The reports aren’t saying why the woman, who was 19 at the time, had to wait until now to file charges.

That leaves room for guesses, such as that she had been trying for decades to recover from the trauma until finally realising, at age 66, that she couldn’t. After all, women are brainwashed to insist (and the rest of us to accept) that rape is the worst thing that can happen to them, that they’d rather be killed or crippled than raped.

At the same time a Labour peer, who hasn’t so far been named, is being investigated for having allegedly raped 12 boys over several decades. Eschewing facetious remarks, along the lines of ‘at least the Tory likes girls’ or ‘it takes two to tango’, one still wonders why the crimes have gone unreported until now.

In all such instances any half-competent barrister would have advised the victims to act immediately. In the absence of hard physical evidence, rape cases are notoriously hard to prosecute anyway, even if tried immediately after the event.

How it’s possible even to consider bringing up charges decades after the fact escapes me altogether. A woman on the cusp of old age says Mr Brittan (as he then was) raped her 47 years ago. Presumably, unless Lord Brittan (as he now is) really is guilty and can’t live with himself unless he confesses, he says he didn’t.

It’s her word against his, and the only reason criminal charges, or indeed an investigation, could even be considered is if, by some odd twist of today’s jurisprudence, her word counts for more than his.

Surely that can’t be the case? Please tell me that we’re still all equal before the law; that by being born a man and even becoming a toff a person doesn’t thereby relinquish his right to fair trial, be it by a jury or media. Please, for old times’ sake?

Don’t get me wrong.

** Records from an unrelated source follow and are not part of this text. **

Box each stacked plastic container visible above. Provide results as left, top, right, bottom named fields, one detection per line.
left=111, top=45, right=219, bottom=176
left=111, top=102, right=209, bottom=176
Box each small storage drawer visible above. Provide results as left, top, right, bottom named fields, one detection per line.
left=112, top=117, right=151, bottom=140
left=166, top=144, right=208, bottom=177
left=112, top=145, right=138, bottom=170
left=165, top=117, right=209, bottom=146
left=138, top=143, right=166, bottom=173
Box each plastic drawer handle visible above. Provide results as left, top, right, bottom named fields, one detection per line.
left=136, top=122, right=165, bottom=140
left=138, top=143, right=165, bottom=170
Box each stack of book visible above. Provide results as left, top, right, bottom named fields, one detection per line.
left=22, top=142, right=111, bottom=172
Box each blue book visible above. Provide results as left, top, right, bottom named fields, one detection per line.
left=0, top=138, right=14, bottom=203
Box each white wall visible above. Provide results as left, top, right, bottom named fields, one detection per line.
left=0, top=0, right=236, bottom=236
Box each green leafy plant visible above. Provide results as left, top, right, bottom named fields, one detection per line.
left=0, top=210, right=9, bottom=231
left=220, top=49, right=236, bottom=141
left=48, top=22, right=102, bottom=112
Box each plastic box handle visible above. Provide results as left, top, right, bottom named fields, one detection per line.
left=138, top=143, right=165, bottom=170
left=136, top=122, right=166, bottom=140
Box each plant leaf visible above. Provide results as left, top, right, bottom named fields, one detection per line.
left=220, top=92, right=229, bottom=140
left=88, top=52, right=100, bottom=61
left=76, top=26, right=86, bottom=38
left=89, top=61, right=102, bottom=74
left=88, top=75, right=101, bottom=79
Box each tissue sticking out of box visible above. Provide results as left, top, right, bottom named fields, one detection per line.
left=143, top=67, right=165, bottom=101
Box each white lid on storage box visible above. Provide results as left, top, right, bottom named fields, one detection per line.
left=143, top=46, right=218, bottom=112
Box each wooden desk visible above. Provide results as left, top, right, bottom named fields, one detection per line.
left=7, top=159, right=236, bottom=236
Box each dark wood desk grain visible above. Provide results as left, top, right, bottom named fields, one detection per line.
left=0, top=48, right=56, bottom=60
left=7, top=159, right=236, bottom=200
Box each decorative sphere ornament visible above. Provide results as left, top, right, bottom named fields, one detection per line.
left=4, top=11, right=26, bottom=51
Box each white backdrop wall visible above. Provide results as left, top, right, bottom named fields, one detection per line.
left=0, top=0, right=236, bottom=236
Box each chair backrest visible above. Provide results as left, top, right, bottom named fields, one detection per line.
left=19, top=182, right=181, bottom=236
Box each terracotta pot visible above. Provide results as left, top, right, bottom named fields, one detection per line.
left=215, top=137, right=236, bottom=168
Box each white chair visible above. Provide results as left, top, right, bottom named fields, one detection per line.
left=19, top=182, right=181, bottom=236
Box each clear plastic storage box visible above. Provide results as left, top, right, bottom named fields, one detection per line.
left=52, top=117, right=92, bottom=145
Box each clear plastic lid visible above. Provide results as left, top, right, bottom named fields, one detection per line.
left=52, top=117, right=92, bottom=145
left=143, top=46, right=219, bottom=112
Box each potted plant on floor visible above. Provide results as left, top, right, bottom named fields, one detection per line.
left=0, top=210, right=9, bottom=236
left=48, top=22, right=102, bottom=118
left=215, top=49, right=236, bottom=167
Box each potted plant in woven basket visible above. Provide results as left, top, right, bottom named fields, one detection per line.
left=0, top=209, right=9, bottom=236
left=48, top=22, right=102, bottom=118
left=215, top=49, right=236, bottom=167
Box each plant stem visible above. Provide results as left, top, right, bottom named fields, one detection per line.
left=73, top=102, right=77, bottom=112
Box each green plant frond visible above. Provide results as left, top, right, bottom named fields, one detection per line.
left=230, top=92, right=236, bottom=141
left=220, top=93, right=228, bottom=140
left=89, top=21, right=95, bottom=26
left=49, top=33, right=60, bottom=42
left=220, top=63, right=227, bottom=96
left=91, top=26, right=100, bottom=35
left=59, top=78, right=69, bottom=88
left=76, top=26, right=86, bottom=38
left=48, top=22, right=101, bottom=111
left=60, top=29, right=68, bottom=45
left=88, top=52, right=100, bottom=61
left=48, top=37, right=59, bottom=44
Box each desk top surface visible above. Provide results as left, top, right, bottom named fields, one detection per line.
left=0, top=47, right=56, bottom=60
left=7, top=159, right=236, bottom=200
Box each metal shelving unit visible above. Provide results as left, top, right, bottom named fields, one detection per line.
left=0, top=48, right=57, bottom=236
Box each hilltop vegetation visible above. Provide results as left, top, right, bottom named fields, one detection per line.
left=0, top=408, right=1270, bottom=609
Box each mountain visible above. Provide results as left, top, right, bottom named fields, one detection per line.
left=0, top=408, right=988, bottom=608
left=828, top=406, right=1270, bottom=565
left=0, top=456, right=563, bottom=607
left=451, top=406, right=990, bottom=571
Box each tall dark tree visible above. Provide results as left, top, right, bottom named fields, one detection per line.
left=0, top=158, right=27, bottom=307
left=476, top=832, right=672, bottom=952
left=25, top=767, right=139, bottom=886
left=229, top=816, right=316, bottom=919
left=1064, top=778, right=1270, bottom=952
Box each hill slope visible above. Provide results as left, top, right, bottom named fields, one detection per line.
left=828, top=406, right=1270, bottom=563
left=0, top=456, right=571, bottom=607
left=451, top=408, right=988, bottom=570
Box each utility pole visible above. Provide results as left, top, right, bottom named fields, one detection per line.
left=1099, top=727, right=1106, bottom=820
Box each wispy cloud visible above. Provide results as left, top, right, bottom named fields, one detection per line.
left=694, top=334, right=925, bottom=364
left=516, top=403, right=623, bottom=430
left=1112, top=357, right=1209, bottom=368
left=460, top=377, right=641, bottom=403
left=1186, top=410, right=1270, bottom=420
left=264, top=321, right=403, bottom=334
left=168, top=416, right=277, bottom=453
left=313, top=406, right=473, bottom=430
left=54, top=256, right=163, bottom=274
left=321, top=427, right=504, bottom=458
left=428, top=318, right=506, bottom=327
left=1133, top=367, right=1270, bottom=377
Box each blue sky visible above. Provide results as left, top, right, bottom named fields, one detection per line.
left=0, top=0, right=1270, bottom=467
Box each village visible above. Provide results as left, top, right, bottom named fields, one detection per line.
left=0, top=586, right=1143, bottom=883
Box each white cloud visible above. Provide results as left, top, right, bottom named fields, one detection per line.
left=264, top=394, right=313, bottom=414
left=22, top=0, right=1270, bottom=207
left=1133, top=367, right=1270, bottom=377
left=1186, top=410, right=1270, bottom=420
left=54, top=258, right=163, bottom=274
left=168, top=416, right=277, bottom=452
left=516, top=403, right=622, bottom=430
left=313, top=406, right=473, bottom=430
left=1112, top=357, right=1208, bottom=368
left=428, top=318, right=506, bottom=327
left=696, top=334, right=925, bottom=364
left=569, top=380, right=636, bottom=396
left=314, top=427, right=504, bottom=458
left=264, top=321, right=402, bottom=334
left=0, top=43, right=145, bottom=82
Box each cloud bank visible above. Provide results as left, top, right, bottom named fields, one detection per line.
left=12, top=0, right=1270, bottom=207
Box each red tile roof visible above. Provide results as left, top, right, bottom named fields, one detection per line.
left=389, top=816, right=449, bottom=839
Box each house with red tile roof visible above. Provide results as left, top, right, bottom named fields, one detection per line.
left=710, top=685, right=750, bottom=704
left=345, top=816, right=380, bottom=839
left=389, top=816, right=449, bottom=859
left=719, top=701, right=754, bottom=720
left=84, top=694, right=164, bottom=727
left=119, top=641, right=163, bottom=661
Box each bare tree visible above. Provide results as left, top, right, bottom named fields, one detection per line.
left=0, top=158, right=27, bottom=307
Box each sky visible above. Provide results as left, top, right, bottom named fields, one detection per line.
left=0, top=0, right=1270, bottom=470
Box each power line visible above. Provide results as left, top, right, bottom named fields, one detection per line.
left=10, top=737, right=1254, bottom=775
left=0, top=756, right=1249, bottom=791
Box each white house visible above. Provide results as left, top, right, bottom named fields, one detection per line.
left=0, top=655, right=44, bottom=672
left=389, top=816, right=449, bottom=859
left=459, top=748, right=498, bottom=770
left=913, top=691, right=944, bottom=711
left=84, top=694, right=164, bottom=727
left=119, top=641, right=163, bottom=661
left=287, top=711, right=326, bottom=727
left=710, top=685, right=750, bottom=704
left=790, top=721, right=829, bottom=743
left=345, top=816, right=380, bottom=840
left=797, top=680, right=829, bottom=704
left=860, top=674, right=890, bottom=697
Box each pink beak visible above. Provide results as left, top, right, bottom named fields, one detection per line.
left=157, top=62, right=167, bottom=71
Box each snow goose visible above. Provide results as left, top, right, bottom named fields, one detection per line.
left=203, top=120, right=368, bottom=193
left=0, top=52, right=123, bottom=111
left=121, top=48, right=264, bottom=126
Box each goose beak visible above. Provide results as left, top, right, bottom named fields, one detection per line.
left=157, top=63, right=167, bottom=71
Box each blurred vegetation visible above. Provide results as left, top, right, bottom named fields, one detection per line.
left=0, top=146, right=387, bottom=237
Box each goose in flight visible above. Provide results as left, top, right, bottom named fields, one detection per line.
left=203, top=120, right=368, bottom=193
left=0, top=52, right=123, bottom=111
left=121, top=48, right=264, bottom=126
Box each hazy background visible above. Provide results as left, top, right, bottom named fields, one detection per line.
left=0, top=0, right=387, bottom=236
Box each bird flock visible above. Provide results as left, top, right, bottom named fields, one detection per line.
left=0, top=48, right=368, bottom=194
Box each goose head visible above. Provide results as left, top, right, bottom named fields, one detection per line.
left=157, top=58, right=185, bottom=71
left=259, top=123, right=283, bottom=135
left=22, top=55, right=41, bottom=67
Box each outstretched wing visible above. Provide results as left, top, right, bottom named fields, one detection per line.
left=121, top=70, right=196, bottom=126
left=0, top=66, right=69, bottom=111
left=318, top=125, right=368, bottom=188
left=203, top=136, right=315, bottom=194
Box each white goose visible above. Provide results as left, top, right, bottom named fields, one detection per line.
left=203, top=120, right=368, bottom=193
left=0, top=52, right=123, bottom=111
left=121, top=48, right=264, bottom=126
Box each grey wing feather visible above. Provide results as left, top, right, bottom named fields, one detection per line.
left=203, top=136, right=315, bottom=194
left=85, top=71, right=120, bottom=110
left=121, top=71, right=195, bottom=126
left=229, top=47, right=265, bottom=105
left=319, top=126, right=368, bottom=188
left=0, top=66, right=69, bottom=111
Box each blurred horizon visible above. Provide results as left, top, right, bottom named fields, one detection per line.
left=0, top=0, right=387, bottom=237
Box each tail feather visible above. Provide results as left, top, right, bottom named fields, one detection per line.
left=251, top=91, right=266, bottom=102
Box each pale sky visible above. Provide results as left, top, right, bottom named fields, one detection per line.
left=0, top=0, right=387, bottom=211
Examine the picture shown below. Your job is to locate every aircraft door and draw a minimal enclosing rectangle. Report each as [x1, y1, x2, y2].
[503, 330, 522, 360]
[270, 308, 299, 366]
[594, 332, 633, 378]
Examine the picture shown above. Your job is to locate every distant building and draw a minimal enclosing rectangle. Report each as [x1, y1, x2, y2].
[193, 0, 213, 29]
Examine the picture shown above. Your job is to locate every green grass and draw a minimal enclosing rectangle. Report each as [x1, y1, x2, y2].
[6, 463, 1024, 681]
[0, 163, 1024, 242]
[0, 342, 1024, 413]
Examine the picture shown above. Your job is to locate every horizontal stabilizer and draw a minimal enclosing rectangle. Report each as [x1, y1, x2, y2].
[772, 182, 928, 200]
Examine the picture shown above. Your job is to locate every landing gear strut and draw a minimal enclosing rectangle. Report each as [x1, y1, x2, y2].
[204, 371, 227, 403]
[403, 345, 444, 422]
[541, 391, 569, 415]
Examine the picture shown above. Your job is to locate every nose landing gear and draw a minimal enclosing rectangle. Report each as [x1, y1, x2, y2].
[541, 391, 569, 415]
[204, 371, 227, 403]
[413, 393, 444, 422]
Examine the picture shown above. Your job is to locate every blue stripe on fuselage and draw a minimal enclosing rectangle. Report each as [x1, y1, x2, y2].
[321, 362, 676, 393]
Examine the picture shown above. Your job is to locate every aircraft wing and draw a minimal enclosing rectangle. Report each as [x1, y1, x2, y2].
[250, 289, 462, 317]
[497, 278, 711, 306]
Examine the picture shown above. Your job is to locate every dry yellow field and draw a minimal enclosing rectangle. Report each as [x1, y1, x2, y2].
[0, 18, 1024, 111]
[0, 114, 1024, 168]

I don’t mean to trivialise sex offences in general and rape in particular, even though I wasn’t entirely serious when describing my own experience.

However, these days one can’t open a newspaper without reading yet another account of yet another famous old man being charged with sex crimes committed when God was young.

One is tempted to think that the ancient principle of proof beyond reasonable doubt isn’t applied in such cases as rigorously as in some others. And is there a chain reaction of accusations?

A woman claims she was mistreated, which gets the bandwagon rolling. Suddenly a platoon of victims appear out of nowhere, all anxious to jump on. The bandwagon becomes unstoppable.

This isn’t to deny that the posthumous reviling of, say, Jimmy Saville isn’t richly deserved. The man was obvious scum and, unless I sat on the jury, I’d find one look at his face to be sufficient forensic evidence to that effect.

But out of the dozens of cases receiving huge publicity in the last few months, could there have been some that were blown out of proportion? Where guilt was established, claimed or reported on flimsy evidence? There had to be, which raises some uncomfortable questions.

Question 1: Do some people in a position of influence have a vested interest in alienating the sexes? Question 2: Are our courts becoming an arena for class war? Question 3: Have we become vultures getting sustenance out of the corpses of ruined reputations? Question 4: Have our newspapers lost whatever notion of responsibility they’ve ever had?

Actually, the questions aren’t overly uncomfortable. But, one suspects, the answers would be.